It’s very rare that someone comes to university with a defined career path. A rough idea maybe but clearly defined steps? I doubt it.
I was a prime example of this. I took a Business Studies course that offered multiple pathways and options because I couldn’t quite pin down what I wanted to do with my career. During this course, I found myself increasingly intrigued by some topics and equally completely turned off by others.
Everything I didn’t enjoy or understand during my studies was labelled as a “non-starter” for me. No point in exploring something when you can’t see the value in it, right? Wrong. I only realised this when I went on my placement year as an administrator. This was quite a generic role within the organisation so I had anticipated that I would be completing basic tasks with very little reward.
On the contrary! This placement opened my mind up to the possibilities of learning from your surroundings and tapping into others’ experiences, even when you least expect them to benefit you in the long run. In a Project Management Office, I was exposed to the inner workings of project management, as well as leadership, communication and organisational skills. As I grew in confidence, I asked to be involved in steering group meetings, workshops and presentations, most of which I would have otherwise had no involvement in.
However, attending these meetings in these environments taught me about how to conduct yourself in a professional environment, how to speak to new people and how to take lessons from others’ experience - all really valuable skills when getting ready to move into my career after graduation
Sure enough, these new connections started to give me more opportunities.

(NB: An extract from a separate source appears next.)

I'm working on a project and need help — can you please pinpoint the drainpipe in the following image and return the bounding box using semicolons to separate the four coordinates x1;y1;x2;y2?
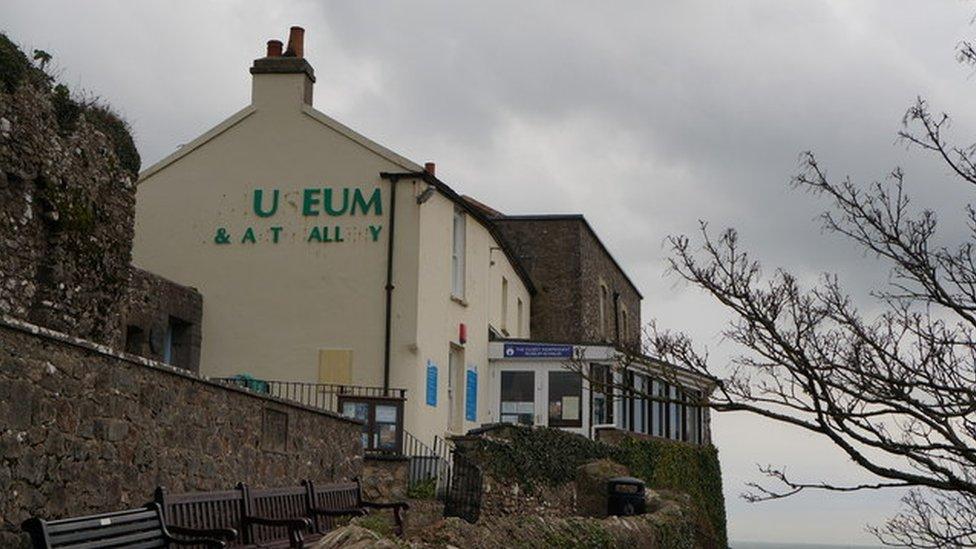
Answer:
382;177;398;392
379;164;436;392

I became a Mental Health First Aider, a Business Society committee member, founder of an internal placement scheme for placement students and a CMI Student Ambassador. These later opened doors for me that I couldn’t have dreamt existed before university. Winning awards and attending conferences wasn’t what I was used to!

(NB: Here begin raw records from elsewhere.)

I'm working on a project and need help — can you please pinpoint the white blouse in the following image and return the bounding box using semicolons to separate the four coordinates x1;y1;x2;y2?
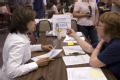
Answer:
2;33;42;79
74;1;98;26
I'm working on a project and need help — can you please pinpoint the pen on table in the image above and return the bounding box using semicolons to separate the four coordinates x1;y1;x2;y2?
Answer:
69;52;86;56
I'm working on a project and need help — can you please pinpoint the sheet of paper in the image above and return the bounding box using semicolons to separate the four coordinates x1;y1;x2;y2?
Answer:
67;67;107;80
46;31;54;36
63;54;90;66
63;45;85;55
63;32;85;43
52;14;71;36
31;49;62;62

What it proves, and what I hope you can take from reading this, is that sometimes, when there isn’t even a door to knock for opportunity on, try the cat flap. Try another house. Maybe even open a window. But there is value in everything if you look for it.
Now I’m a project management officer at a Local Enterprise Partnership, studying and working on something I am genuinely passionate about and want to progress in. It’s okay to not know where you’re at now but give everything a try and the career path will eventually reveal itself.